Release Note


In 2021.1 release, GQE receives early-access support the following features

  • 64-bit join support: now the gqeJoin kernel and its companion gqePart kernel has been extended to 64-bit key and payload, so that larger scale of data can be supported.
  • Initial Bloom-filter support: the gqeJoin kernel now ships with a mode in which it executes Bloom-filter probing. This improves efficiency on certain multi-node flows where minimizing data size in early stage is important.

Both features are offered now as L3 pure software APIs, please check corresponding L3 test cases.


The 2020.2 release brings a major update to the GQE kernel design, and brand new L3 APIs for JOIN and GROUP-BY AGGREGATE.
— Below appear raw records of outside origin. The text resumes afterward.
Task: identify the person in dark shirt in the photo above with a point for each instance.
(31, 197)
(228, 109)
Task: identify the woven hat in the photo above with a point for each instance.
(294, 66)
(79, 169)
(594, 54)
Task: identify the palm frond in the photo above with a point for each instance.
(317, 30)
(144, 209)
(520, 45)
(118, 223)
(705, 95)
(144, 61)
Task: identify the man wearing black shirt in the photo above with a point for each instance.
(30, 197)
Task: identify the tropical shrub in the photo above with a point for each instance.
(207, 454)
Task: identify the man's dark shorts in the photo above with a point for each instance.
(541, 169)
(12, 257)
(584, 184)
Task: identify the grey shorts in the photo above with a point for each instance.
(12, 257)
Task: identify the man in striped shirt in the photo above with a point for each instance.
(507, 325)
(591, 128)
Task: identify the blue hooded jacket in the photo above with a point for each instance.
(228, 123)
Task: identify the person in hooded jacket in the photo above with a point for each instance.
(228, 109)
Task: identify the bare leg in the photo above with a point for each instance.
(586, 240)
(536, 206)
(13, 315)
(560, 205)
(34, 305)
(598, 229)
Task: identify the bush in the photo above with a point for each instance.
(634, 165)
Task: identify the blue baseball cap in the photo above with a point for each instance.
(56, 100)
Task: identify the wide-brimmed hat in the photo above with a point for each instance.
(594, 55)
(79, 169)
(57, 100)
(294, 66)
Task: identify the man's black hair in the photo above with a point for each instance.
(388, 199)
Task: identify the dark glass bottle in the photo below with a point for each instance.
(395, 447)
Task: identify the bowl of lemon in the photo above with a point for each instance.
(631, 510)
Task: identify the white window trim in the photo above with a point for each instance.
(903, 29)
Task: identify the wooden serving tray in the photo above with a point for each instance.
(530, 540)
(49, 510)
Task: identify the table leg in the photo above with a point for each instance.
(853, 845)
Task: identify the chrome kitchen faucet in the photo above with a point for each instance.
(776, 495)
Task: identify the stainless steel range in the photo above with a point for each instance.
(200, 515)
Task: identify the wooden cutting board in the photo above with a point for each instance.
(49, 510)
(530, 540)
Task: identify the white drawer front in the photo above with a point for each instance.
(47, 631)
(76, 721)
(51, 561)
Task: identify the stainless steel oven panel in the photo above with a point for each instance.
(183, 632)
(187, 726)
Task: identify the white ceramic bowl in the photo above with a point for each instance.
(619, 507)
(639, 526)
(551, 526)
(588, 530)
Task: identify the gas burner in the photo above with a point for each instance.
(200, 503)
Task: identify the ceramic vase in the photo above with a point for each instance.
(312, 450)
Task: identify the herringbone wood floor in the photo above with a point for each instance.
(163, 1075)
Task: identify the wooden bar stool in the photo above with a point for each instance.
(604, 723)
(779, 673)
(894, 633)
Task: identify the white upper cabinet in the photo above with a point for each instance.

  • The GQE kernels now take each column as an input buffer, which can greatly simplify the data preparation on the host-code side. Also, allocating multiple buffers on host side turns should cause less out-of-memory issues comparing to a big contiguous one, especially when the server is under heavy load.
  • The L2 layer now provides command classes to generate the configuration bits for GQE kernels. Developers no longer have to dive into the bitmap table to understand which bit(s) to toggle to enable or disable a function in GQE pipeline. Thus the host code can be less error-prone and more sustainable.
  • The all-new experimental L3 APIs are built with our experiments and insights into scaling the problem size that GQE can handle. They can breakdown the tables into parts based on hash, and call the GQE kernels multiple rounds in a well-schedule fashion. The strategy of execution is separated from execution, so database gurus can fine-tune the execution based on table statistics, without messing with the OpenCL execution part.


The 2020.1 release contains:

  • Compound sort API (compoundSort): Previously three sort algorithm modules have been provided, and this new API combines insertSort and mergeSort, to provide a more scalable solution for on-chip sorting. When working with 32-bit integer keys, URAM resource on one SLR could support the design to scale to 2M entries.
  • Better HBM bandwidth usage in hash-join (hashJoinV3): In 2019.2 Alveo U280 shell, ECC has been enabled. So sub-ECC size write to HBM becomes read-modify-write, and wastes some bandwidth. The hashJoinV3 primitive in this release has been modified to use 256-bit port, to avoid this problem.
  • Various bug fixes: many small issues has been cleaned up, especially in host code of L2/demos.


The 2019.2 release introduces GQE (generic query engine) kernels, which are post-bitstream programmable and allow different SQL queries to be accelerated with one xclbin. It is conceptually a big step from per-query design, and a sound example of Xilinx’s acceleration approach.

Each GQE kernel is essentially a programmable pipeline of execution step primitives, which can be enabled or bypassed via run-time configuration.

Internal Release

The first release provides a range of HLS primitives for mapping the execution plan steps in relational database. They cover most of the occurrence in the plan generated from TPC-H 22 queries.

These modules work in streaming fashion and can work in parallel when possible.